Les producteurs et les distributeurs d’électricité commencent à avoir le système de climatisation dans le collimateur (1). Le phénomène empire d’année en année car les fournisseurs d'énergie ne peuvent pas dimensionner leurs capacités pour des pics de consommation très ponctuels (quelques jours de montée de température comme en ce moment) et certains grands froids en hiver (à la fin juin ou au début juillet, le mercure peut indiquer 0° à Buenos Aires, mais ça ne dure pas plus de quelques jours et ça n’arrive pas tous les ans). Or avec un quart de la population concentrée à Buenos Aires et dans ses environs (el Gran Buenos Aires), la demande est très mal répartie sur le territoire, ce qui ne facilite pas la résolution des problèmes.
L’actuel Gouvernement commence à prendre par ci par là quelques mesures écologiques concrètes pour limiter la consommation d’énergie polluante et non renouvelable (les ampoules basse consommation seront obligatoires à partir de l’année prochaine et on ne pourra bientôt plus trouver autre chose dans le commerce) mais dans un pays où beaucoup de gens pauvres n’ont ni gaz ni électricité, limiter la consommation de ceux qui en disposent en imposant des règles de construction dans un pays qui n’a pas l’habitude d’en respecter beaucoup, pour le Gouvernement, c’est le cadet de ses soucis... (1)

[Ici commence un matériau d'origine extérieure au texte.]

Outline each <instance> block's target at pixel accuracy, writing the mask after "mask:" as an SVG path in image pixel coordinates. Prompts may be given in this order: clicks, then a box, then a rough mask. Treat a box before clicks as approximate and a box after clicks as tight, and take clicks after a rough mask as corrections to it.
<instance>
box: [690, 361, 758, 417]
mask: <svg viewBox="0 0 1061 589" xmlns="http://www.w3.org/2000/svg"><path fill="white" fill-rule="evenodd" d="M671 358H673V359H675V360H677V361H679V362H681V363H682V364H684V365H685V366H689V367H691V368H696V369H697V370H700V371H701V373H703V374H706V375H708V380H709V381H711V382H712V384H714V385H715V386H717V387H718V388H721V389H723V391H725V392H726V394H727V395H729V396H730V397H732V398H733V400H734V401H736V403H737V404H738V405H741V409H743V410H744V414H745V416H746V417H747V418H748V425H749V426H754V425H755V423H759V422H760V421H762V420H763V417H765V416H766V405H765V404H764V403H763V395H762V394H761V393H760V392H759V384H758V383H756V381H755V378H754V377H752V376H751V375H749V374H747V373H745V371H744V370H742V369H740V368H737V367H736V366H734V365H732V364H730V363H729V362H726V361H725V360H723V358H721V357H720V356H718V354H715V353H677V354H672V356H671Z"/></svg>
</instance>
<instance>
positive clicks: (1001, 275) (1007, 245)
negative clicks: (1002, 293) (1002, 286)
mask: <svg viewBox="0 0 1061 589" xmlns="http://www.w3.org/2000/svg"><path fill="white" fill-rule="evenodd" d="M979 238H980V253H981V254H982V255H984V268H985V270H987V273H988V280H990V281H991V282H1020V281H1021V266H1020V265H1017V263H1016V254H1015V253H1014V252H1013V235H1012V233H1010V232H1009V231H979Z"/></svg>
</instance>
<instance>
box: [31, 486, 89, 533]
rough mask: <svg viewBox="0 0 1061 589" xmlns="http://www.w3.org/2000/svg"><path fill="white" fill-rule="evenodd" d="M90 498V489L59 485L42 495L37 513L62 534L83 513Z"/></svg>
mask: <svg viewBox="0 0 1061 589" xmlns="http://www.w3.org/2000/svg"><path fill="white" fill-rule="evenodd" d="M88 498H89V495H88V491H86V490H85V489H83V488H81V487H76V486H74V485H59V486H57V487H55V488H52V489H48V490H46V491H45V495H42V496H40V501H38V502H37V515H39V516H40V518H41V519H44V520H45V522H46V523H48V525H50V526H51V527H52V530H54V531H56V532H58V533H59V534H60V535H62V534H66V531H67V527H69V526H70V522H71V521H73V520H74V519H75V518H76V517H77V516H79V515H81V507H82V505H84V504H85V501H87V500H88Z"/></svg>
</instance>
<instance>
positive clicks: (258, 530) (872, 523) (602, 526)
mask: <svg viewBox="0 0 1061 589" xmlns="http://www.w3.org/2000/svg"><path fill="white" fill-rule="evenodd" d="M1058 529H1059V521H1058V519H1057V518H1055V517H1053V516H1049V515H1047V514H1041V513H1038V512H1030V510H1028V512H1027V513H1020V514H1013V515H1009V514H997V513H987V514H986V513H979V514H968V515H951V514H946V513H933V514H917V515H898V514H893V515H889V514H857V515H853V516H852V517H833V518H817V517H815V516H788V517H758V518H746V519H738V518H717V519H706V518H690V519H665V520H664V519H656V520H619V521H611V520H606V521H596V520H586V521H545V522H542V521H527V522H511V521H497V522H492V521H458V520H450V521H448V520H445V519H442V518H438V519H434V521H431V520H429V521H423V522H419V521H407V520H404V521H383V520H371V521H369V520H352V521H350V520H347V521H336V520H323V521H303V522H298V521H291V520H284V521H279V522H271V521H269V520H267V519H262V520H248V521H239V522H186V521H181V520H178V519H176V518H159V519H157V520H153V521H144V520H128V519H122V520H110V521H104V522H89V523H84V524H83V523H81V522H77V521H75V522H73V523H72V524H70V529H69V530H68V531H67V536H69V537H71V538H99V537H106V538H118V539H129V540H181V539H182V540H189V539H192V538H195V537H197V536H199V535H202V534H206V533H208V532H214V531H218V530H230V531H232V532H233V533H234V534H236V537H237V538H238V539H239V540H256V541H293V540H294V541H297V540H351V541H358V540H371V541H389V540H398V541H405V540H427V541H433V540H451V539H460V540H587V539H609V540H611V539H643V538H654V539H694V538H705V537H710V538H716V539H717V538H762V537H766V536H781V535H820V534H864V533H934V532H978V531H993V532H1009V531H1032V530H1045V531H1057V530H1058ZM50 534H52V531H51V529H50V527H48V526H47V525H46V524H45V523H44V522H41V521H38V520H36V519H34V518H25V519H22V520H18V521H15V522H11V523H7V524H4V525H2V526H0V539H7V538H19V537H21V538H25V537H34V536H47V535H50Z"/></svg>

(1) Panards (argot) : pies
Faire trempette (popular) : bañarse sin nadar ni moverse
C’est pas du gâteau (popular) : no es nada facil.
Avoir quelqu’un dans le collimateur (popular) : tener algo que reprochar a alguien, no poder más tolerar a alguien. No se dice para algo material o abstracto.
Le cadet des soucis de quelqu’un (coloquial) : no le importa a uno que...
(2) Coto : chaîne locale et très performante de supermarchés argentins. Cf. l’article du 10 septembre dans Barrio de Tango.